I dati mostrano come l’Italia si trovava nel 2017 al di sotto della media UE ma poco al di sopra di quella OCSE. La spesa sotto forma di servizi era leggermente più bassa rispetto alle altre tipologie. In effetti, nel 2017, la media UE di spesa sociale che prendeva forma di trasferimenti in denaro ammontava all’1,35%, come quella italiana, mentre quella OCSE era più bassa (1,16% del PIL dei 38 Paesi membri).
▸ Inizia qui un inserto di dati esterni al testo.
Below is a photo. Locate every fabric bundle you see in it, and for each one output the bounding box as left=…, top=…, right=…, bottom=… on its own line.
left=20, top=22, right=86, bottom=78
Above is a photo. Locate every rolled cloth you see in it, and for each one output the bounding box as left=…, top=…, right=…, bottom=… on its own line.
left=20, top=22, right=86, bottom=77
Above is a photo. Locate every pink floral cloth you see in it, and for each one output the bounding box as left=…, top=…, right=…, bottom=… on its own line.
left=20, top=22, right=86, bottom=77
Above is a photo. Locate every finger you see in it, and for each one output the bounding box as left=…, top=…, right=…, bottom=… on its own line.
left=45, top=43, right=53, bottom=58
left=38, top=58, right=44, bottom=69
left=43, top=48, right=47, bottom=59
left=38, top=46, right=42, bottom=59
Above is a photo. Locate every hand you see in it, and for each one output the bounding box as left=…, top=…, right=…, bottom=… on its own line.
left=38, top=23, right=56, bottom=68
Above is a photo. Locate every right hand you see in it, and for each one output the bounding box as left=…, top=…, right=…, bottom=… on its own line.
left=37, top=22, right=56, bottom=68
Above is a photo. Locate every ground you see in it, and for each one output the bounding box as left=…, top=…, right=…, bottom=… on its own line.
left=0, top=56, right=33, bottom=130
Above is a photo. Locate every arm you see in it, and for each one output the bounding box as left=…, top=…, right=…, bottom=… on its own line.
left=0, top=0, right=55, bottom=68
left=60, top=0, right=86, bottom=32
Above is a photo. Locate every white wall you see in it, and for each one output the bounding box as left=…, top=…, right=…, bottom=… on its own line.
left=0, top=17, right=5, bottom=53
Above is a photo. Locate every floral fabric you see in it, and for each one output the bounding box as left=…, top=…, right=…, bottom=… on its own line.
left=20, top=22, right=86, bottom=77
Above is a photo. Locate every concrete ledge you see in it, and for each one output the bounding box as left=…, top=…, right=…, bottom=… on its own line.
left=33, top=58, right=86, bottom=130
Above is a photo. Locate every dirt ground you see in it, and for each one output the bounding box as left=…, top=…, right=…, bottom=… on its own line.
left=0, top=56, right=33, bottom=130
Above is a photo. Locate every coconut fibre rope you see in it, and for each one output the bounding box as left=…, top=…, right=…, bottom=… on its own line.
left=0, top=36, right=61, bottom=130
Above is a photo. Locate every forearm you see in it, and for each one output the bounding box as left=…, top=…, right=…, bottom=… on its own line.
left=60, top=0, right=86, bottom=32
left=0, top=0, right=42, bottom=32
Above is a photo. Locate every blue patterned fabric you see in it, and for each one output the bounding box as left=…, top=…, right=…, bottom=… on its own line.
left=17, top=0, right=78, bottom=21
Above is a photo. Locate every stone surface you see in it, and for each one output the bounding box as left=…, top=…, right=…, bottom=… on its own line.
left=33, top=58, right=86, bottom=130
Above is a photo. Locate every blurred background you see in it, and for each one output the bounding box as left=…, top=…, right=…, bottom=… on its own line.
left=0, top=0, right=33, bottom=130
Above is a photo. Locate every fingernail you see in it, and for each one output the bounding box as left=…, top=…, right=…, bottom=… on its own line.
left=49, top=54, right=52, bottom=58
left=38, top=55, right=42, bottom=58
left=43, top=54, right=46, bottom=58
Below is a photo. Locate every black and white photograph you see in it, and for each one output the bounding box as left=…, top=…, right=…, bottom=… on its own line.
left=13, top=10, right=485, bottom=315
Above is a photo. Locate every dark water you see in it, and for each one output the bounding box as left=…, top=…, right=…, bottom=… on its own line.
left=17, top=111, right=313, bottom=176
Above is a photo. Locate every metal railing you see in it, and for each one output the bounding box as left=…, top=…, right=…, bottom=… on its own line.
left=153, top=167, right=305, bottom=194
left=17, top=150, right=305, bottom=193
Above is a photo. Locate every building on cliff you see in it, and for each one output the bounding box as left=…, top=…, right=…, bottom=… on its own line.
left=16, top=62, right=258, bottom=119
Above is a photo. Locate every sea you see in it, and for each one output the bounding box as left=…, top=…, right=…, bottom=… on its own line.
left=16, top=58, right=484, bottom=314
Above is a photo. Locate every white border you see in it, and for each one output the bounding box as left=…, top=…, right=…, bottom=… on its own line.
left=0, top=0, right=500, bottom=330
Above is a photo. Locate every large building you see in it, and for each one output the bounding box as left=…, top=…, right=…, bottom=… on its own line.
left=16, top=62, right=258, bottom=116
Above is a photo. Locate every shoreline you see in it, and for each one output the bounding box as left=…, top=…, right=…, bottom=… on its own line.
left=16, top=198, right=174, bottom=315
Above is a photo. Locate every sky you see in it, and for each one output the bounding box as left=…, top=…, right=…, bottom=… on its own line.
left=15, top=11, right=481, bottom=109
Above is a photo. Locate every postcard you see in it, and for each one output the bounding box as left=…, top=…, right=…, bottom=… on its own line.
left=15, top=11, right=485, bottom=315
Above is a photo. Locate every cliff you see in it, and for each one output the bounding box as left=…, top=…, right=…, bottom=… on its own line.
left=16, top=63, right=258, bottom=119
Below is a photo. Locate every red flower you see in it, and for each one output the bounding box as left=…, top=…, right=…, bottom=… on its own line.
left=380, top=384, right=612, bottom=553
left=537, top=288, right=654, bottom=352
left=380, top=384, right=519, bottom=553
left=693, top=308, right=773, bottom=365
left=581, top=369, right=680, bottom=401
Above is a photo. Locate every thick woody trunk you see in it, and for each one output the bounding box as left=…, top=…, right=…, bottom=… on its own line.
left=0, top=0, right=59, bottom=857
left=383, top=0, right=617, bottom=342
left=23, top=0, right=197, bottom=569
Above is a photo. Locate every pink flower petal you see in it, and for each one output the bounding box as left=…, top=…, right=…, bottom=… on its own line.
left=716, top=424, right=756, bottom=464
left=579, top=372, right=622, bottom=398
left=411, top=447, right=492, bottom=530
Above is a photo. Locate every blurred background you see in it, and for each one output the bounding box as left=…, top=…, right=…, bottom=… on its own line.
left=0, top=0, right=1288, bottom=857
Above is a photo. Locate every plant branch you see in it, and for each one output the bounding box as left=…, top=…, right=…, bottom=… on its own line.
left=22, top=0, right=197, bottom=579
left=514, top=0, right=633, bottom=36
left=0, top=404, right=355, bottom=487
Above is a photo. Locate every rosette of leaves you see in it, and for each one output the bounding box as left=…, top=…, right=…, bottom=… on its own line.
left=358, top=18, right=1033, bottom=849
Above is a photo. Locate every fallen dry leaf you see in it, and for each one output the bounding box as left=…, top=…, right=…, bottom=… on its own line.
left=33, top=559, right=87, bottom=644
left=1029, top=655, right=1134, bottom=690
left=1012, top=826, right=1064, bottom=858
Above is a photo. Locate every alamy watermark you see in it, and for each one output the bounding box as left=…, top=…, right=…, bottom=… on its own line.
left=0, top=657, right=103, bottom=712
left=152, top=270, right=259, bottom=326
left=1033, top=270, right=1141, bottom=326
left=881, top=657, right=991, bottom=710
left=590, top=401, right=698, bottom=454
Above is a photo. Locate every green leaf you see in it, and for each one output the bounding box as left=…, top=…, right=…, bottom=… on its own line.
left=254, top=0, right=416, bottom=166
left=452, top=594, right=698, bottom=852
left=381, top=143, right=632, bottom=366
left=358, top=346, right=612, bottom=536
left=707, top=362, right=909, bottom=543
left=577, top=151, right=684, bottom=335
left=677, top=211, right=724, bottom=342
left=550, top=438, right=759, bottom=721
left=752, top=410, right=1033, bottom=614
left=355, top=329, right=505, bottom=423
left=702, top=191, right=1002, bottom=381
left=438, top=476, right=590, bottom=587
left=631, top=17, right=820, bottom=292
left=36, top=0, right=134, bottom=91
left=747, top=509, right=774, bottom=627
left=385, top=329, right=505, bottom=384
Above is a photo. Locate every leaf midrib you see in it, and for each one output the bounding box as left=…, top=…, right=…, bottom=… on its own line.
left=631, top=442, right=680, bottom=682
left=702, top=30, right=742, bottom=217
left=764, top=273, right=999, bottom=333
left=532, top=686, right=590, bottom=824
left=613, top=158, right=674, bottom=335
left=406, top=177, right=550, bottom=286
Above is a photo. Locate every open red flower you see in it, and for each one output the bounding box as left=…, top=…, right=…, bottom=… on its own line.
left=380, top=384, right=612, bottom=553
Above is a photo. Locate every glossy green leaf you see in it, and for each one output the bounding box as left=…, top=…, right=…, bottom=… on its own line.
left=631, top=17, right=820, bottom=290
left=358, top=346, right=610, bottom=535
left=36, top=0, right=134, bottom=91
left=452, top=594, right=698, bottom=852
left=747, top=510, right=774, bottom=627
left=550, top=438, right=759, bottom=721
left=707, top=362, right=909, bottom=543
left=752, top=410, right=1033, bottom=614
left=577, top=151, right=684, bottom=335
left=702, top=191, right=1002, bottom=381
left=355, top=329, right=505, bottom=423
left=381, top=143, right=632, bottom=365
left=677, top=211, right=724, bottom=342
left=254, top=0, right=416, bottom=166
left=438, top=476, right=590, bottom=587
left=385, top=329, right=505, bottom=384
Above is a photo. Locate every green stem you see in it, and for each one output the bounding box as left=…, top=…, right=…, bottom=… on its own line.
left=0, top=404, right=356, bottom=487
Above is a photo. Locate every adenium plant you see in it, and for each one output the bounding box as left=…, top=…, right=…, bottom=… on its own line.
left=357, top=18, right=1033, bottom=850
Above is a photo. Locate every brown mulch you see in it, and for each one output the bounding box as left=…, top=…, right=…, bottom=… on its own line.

La spesa in termini di riduzioni di tassazione era in Italia molto più alta che altrove (0,48% del PIL del nostro Paese a fronte di una media UE dello 0,29% e una media OCSE dello 0,23%), mentre era molto più bassa la quota di spesa per le famiglie che assumeva la forma di fornitura di servizi (rispettivamente 0,63% in Italia, 0,93% in UE, 0,95% nei Paesi OCSE)

Nel corso degli ultimi 3 anni per cui si hanno dati, in Italia tali voci di spesa hanno rappresentato poco meno del 2% del PIL, valore inferiore sia a quello tedesco, a quello danese, svedese e finlandese, che a quello francese. Balza all’occhio il forte incremento polacco del 2016.

Il sistema di benefici a favore delle famiglie in Italia prevede dei vantaggi (anche sotto forma di crediti fiscali) che dipende dal reddito: tale sistema è del tutto analogo a quello presente nei Paesi dell’Est d’Europa e negli altri Paesi meridionali, ed è anche diffuso in Estremo Oriente e nelle Americhe. In questo ultimo gruppo di Paesi, degno di nota è il caso dello Stato dell’Ontario in Canada, dove anche nell’acquisto di beni e servizi si può utilizzare un credito fiscale basato su un sistema di verifica del reddito.